Steve Cavanagh’s debut novel, The Defence, mixes the tough guy dynamic of Lee Child’s Jack Reacher with the smarts of John Grisham’s legal dramas. Think Die Hard in a New York courthouse; a rocket-fast thriller layered with potential for a long-running series starring the con-man-turned-lawyer-turned-drunk Eddie Flynn.
There’s no elongated set-up; no cliché-ridden soliloquies: The Defence opens with a gun pressed to Eddie’s spine, and his forced induction into crime boss Olek Volchek’s legal team. No sooner has Eddie been pulled off the street, he’s strapped to a bomb and informed his daughter has been kidnapped, and will be killed unless he completes his mission. But Eddie’s job isn’t what you’d expect: to absolve Volchek of his crimes through legal means. Instead he is to act as a suicide bomber, and eliminate the mysterious witness who instigated the trial.

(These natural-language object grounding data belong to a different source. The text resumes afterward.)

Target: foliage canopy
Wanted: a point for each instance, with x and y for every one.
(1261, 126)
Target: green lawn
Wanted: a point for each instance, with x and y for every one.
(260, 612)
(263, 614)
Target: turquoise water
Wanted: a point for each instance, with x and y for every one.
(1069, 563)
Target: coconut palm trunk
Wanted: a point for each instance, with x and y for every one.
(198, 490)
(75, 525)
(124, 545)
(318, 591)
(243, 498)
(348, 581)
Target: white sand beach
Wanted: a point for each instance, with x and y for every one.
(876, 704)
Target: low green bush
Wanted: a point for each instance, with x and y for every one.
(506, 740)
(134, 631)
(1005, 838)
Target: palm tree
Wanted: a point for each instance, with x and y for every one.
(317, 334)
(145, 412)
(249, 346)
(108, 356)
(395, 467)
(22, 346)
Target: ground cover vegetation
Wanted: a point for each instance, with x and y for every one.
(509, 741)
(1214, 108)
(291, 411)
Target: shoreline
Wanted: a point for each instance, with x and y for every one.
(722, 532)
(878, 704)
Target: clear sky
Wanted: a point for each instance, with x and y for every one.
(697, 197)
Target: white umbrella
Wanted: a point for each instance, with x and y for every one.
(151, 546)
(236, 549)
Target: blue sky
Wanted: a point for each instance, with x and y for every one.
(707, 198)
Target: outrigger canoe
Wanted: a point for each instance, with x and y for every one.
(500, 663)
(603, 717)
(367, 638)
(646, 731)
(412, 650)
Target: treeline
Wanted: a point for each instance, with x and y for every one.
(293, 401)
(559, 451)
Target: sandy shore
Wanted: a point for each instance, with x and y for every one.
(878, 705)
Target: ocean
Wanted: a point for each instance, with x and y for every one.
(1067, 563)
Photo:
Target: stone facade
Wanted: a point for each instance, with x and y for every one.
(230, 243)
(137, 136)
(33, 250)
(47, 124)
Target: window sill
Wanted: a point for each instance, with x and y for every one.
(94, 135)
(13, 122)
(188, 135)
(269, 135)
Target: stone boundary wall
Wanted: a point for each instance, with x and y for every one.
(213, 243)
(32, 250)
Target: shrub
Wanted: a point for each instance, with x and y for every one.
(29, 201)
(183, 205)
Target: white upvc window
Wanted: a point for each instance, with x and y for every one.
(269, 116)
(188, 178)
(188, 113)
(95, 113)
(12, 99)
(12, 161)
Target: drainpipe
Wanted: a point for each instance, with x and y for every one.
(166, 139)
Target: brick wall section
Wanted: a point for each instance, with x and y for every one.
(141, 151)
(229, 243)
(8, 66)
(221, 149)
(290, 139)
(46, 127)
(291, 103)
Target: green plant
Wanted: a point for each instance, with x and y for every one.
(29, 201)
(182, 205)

It’s a fantastic setup, and the ensuing pages involve some wonderfully scripted back-and-forth’s between prosecution and defence, peppered with legal jargon (but streamlined, thankfully, for the sake of the narrative) as well as some pulse-pounding action scenes, and moments thick with tension – particularly as the stakes ramp up towards the novel’s end. Double-crosses abound on both sides – Volchek’s scheme may not be as fool-proof as he’d thought, and the men Eddie labels as allies may not be the knights in shining armour he’d hoped.
My issues are few, but glaring. One is a distinct lack of a strong female lead – this is very much a man’s novel, with sparing use of the opposite sex, which didn’t bother me until after-the-fact; I was to focused during my initial read-through to notice the absence. Then there’s Eddie’s history, which is detailed far too extensively for my liking, leaving me wondering whether there’s new territory for Cavanagh to mine in a potential sequel. The novel dips into Eddie’s past, how he became a con man, then a lawyer, and the case that drove him to alcoholism. These interludes – paragraphs rather than pages in length – are fascinating, but I wonder if they deserve elongating in a sequel, or heck, even a prequel. I’m a huge admirer of Lee Child’s decision to shine the spotlight on Reacher’s past in specific novels – The Enemy, set during his military police days, is one of the finest in the series.
But these points don’t detract from my overall enjoyment of The Defence. It made for a fantastic summer-read, hours lost as the pages turned freely. Steve Cavanagh and Eddie Flynn are names to keep an eye out for. I’ll be around for the next one. Guaranteed.